A análise inferencial pelos diferentes grupos permitiu identificar apenas quatro associações estatísticas significativas: os profissionais das danças Latino Americanas (Teste Exato de Fisher: p=0,030) e Africanas (Teste Exato de Fisher: p=0,035) atribuem maior gravidade à exposição a agentes biológicos, provavelmente por trabalharem como professores, em estilos de dança em dupla, o que os obriga a dançar com muitas pessoas diferentes em cada aula;as danças Africanas, associadas a uma menor perceção de gravidade relativamente ao stress (X 2 = 9,221; p=0,026) e o Ballet, que se associa a uma maior exposição ao esforço físico/ manuseamento de cargas (X 2 = 9,221; p=0,026), que poderá ser atribuído não só à exigência física dos movimentos, como também às horas dedicadas ao aperfeiçoamento da dança (1) (2), tal como já foi definido anteriormente.
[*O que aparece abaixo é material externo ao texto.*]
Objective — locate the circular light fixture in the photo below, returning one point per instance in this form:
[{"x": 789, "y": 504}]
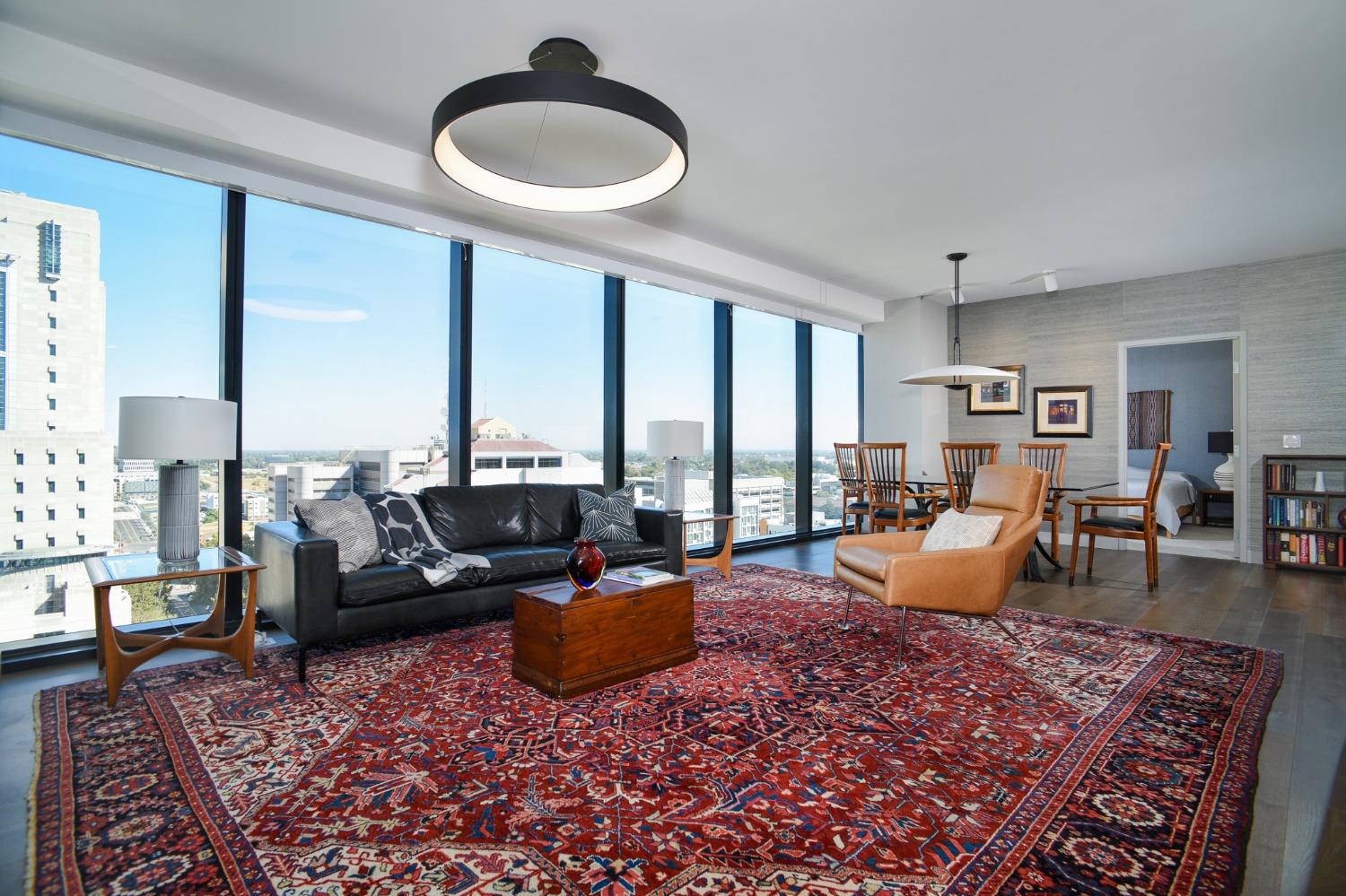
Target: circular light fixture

Será importante referir que nas opções do questionário não constava o esforço vocal como fator de risco, facto que foi evidenciado por alguns indivíduos, na opção “outros”, como relevante e que deverá ser incluído nos próximos estudos.
Riscos psicossociais: causas de stress
No ponto anterior ficou bem evidenciado que este é um fator de risco laboral importante para ser trabalhado com os profissionais da dança. Importa, no entanto, perceber quais as causas para a sua existência para que, no futuro, se possa pensar em estratégias de mitigação do problema.No gráfico 3 é possível consultar os principais stressores considerados pela amostra.
A dificuldade em conciliar a dança com a vida pessoal surge em primeiro lugar e afeta mais de 80% dos indivíduos. Na realidade a dança obriga a que grande parte da atividade profissional (atuações e aulas) se desenvolva no horário considerado de pós-laboral, ou seja, quando a maioria das pessoas está disponível, o que poderá dificultar a convivência familiar; se se acrescentarem a existência de atuações/digressões fora da área de residência, poderá eventualmente se potenciar o stress. Na nossa amostra esse fator surge, estatisticamente associado à escolaridade, ou seja, os indivíduos com formação superior (X 2 = 4,273; p=0,039), têm maior probabilidade de sentir stress laboral, uma vez que também são, como se disse em cima, os que mais acumulam funções noutras áreas profissionais e, por serem mais velhos, os que provavelmente têm maiores encargos familiares (por exemplo, cuidar dos filhos). Em oposição, este fator é desvalorizado pelos profissionais de danças urbanas (X 2 = 4,636; p=0,031), uma vez que abarcam, normalmente, indivíduos mais jovens, com menor probabilidade de terem famílias e que não se dedicam à dança integralmente.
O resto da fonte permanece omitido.